By now the main herd had divided into two groups leaving a narrow strip between them. “Ah!” I thought, “there’s an omen. We’ll land right there.” Knowing that the tyre problem demanded a slow approach, I flew a couple of steep turns with full flap. Soon the stall warning horn was blaring so loud in me ear that I cut it’s circuit breaker to shut it up, but by then I knew we were slow enough anyway. I turned steeply onto a 75-foot final and put her down with a real thud. Strangely enough, I had always thought you could only ground loop in a tail dragger but, as usual, I was proved wrong again!
Halfway through our third loop, Ron at last recovered his sense of humor. Talk about laugh. I’ve never seen the likes of it. He couldn’t stop. We finally rolled to a halt and I released the calves, who bolted out of the aircraft like there was no tomorrow.

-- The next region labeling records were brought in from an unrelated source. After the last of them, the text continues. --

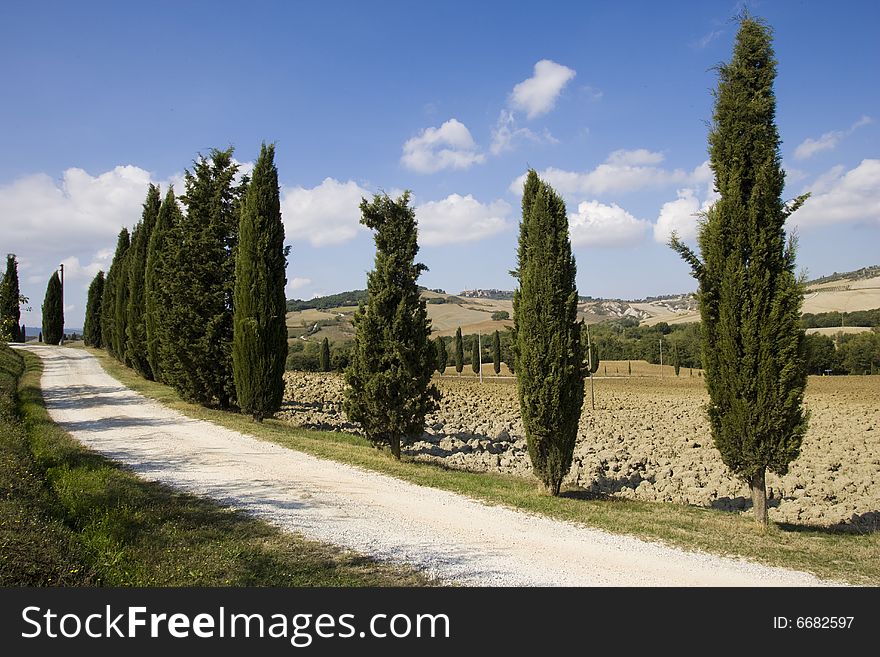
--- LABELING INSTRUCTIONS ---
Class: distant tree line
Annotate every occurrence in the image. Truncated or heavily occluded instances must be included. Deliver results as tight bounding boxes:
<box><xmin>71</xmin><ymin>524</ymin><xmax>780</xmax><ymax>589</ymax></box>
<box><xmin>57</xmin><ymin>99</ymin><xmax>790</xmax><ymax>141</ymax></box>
<box><xmin>84</xmin><ymin>144</ymin><xmax>288</xmax><ymax>421</ymax></box>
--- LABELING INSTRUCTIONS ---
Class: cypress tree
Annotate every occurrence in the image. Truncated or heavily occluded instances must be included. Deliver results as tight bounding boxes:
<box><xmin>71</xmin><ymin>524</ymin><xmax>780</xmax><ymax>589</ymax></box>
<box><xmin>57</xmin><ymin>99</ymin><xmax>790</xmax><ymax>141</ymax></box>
<box><xmin>102</xmin><ymin>228</ymin><xmax>131</xmax><ymax>361</ymax></box>
<box><xmin>435</xmin><ymin>335</ymin><xmax>449</xmax><ymax>374</ymax></box>
<box><xmin>513</xmin><ymin>170</ymin><xmax>585</xmax><ymax>495</ymax></box>
<box><xmin>165</xmin><ymin>148</ymin><xmax>247</xmax><ymax>408</ymax></box>
<box><xmin>0</xmin><ymin>253</ymin><xmax>23</xmax><ymax>342</ymax></box>
<box><xmin>345</xmin><ymin>192</ymin><xmax>439</xmax><ymax>459</ymax></box>
<box><xmin>232</xmin><ymin>144</ymin><xmax>288</xmax><ymax>422</ymax></box>
<box><xmin>670</xmin><ymin>16</ymin><xmax>807</xmax><ymax>525</ymax></box>
<box><xmin>43</xmin><ymin>271</ymin><xmax>64</xmax><ymax>344</ymax></box>
<box><xmin>318</xmin><ymin>338</ymin><xmax>330</xmax><ymax>372</ymax></box>
<box><xmin>144</xmin><ymin>186</ymin><xmax>183</xmax><ymax>383</ymax></box>
<box><xmin>454</xmin><ymin>326</ymin><xmax>464</xmax><ymax>376</ymax></box>
<box><xmin>83</xmin><ymin>271</ymin><xmax>104</xmax><ymax>349</ymax></box>
<box><xmin>125</xmin><ymin>184</ymin><xmax>161</xmax><ymax>380</ymax></box>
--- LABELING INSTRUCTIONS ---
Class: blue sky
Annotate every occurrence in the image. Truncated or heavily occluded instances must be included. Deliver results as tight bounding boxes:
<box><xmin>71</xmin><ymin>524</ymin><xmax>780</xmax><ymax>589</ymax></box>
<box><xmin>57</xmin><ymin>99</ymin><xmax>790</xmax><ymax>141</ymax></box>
<box><xmin>0</xmin><ymin>1</ymin><xmax>880</xmax><ymax>327</ymax></box>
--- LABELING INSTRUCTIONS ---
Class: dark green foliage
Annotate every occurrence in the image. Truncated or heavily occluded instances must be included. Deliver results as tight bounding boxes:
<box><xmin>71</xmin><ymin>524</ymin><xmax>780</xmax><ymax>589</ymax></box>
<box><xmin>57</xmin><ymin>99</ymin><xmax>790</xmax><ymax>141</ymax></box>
<box><xmin>43</xmin><ymin>271</ymin><xmax>64</xmax><ymax>344</ymax></box>
<box><xmin>513</xmin><ymin>170</ymin><xmax>585</xmax><ymax>495</ymax></box>
<box><xmin>83</xmin><ymin>271</ymin><xmax>104</xmax><ymax>349</ymax></box>
<box><xmin>434</xmin><ymin>335</ymin><xmax>449</xmax><ymax>374</ymax></box>
<box><xmin>321</xmin><ymin>338</ymin><xmax>330</xmax><ymax>372</ymax></box>
<box><xmin>0</xmin><ymin>253</ymin><xmax>26</xmax><ymax>342</ymax></box>
<box><xmin>125</xmin><ymin>184</ymin><xmax>161</xmax><ymax>380</ymax></box>
<box><xmin>345</xmin><ymin>192</ymin><xmax>439</xmax><ymax>459</ymax></box>
<box><xmin>232</xmin><ymin>144</ymin><xmax>288</xmax><ymax>421</ymax></box>
<box><xmin>167</xmin><ymin>148</ymin><xmax>244</xmax><ymax>408</ymax></box>
<box><xmin>287</xmin><ymin>290</ymin><xmax>367</xmax><ymax>313</ymax></box>
<box><xmin>101</xmin><ymin>228</ymin><xmax>131</xmax><ymax>361</ymax></box>
<box><xmin>671</xmin><ymin>16</ymin><xmax>807</xmax><ymax>524</ymax></box>
<box><xmin>144</xmin><ymin>186</ymin><xmax>183</xmax><ymax>383</ymax></box>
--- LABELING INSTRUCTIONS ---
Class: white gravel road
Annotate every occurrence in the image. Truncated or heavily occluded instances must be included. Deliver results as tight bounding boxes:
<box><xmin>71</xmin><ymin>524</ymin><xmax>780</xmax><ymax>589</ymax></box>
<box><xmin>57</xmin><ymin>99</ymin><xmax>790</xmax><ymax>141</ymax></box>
<box><xmin>27</xmin><ymin>346</ymin><xmax>840</xmax><ymax>586</ymax></box>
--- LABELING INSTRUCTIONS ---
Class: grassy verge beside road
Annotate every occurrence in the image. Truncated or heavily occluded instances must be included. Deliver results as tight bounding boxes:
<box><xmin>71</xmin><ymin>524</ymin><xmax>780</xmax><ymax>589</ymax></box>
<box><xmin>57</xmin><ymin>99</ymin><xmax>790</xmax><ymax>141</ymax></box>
<box><xmin>0</xmin><ymin>344</ymin><xmax>431</xmax><ymax>586</ymax></box>
<box><xmin>82</xmin><ymin>350</ymin><xmax>880</xmax><ymax>585</ymax></box>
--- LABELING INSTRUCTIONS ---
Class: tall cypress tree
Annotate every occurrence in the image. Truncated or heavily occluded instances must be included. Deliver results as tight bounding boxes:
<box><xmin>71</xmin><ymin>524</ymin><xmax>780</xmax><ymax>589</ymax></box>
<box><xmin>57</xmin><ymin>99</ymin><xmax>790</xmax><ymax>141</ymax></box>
<box><xmin>434</xmin><ymin>335</ymin><xmax>449</xmax><ymax>374</ymax></box>
<box><xmin>144</xmin><ymin>186</ymin><xmax>183</xmax><ymax>383</ymax></box>
<box><xmin>0</xmin><ymin>253</ymin><xmax>23</xmax><ymax>342</ymax></box>
<box><xmin>102</xmin><ymin>228</ymin><xmax>131</xmax><ymax>361</ymax></box>
<box><xmin>83</xmin><ymin>271</ymin><xmax>104</xmax><ymax>349</ymax></box>
<box><xmin>670</xmin><ymin>16</ymin><xmax>807</xmax><ymax>525</ymax></box>
<box><xmin>43</xmin><ymin>271</ymin><xmax>64</xmax><ymax>344</ymax></box>
<box><xmin>166</xmin><ymin>148</ymin><xmax>247</xmax><ymax>408</ymax></box>
<box><xmin>345</xmin><ymin>192</ymin><xmax>439</xmax><ymax>459</ymax></box>
<box><xmin>513</xmin><ymin>171</ymin><xmax>585</xmax><ymax>495</ymax></box>
<box><xmin>232</xmin><ymin>144</ymin><xmax>288</xmax><ymax>421</ymax></box>
<box><xmin>453</xmin><ymin>326</ymin><xmax>464</xmax><ymax>375</ymax></box>
<box><xmin>125</xmin><ymin>184</ymin><xmax>161</xmax><ymax>380</ymax></box>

I then began picking clumps of dry grass. Between gut wrenching fits of laughter, Ron asked what I was doing. I explained that we had to stuff the port tyre with grass so we could fly back to the homestead. It was then that Ron, really lost the plot and started
running away from the aircraft. Can you believe it? The last time I saw him he was off into the distance, arms flailing in the air and still shrieking with laughter. I later heard that he had been confined to a psychiatric institution – poor bugger!
Anyhow mate, that’s enough about Ron. The problem is I got this letter from CASA withdrawing, as they put it, my privileges to fly; until I have undergone a complete pilot training course again and undertaken another flight proficiency test.
Now I admit that I made a mistake in taxiing over the wheel chock and not setting the QNH using strip elevation, but I can’t see what else I did that was so bloody bad that they have to withdraw me flamin’ license. Can you?